I just did something similar a few weeks ago.  Awards banquet for a non-profit org.  If you go to my website, and go into the 'other' category, there are a few sample shots.

Anyway, first I'd suggest taking a LOT more photos, especially if you've never done something like this before.  I shot just over 100 shots and came up with about 25 or so that were really good.

Also, I found that taking some shots with direct flash and some with the flash bounced off the ceiling gave a nice variety.  In fact, most people like the bounced shots better.

For table shots, stay over their heads, but not at a full standing height.  If you're really high up, you get that 'photo from god' look (which also looks like a snapshot).

For candids, just wander around and catch people when they're not looking.  I get my best candids by pretending to be invisible.  The other thing I do is use a long lens (I shot most of the event  with my 75-300 zoom).  My flash (speedlite 550EX) is powerful enough to flash from 30 or 40 ft away, so by being able to stay back a ways, I didn't have to jam the camera in people's faces and make them aware of it.

If they do any kind of speeches/awards, anything like that where there's a series of people talking or doing something from the same location, I'd bring a tripod.  By having all of those similar shots framed similarly, you get a nice uniformity to your presentation package.


----------



## Sharkbait (May 12, 2004)

Also, it may not seem like that big a deal, but I think it's relatively important.  When I do an event shoot, I try to dress inconspicuously.  I wear a white golf-shirt with my company logo and tan khaki cargo pants.  Comfortable, lots of pockets for extra camera gear, and within about 10 minutes people basically stopped seeing me and I could get some really great photos.


----------



## cfoto (May 13, 2004)

I agree with Shark, try to dress inconspicuously.  But that may mean finding out what the dress is for the party.  If everyone is in ties and suits, or tuxes, and you go casual you'll stand out.   Events such as these (I've done several parties/events, several proms, etc.) I usually choose to dress in dark clothes, as the lighting tends to be low, and can get more into a "stealth" mode of shooting.

And as Shark said, take LOTS of photos.  If you shoot a hundred and if by some miracle they all are fantastic shots (which is rare), you can still choose the best of the best.

Put your mind into the role of a reporter.  You're reporting and documenting the event.  How would convey that this is a retirement event using only the photos you take and showing them to someone who does not have a clue what the event is?  Study the individuals for mannerisms they may exhibit and caputure those.  Don't just zoom in for head shots.
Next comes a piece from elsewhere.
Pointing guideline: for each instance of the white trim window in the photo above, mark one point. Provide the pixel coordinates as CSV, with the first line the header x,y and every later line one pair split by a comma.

Try to capture some of the enviornment that helps to tell the story.

I have essay from a recent prom on my sight, one of the photos liked most was this one.







It was the end of the night, the dance was about over.  It basically captured what all the kids felt like (and looked liked), towards the end of the night.


----------



## Luminosity (May 14, 2004)

Great advice guys...   
*takes notes *.


----------



## photoman (May 16, 2004)

Thanks for the great advice and information. 

I hope that everything goes well for me

Thanks again


----------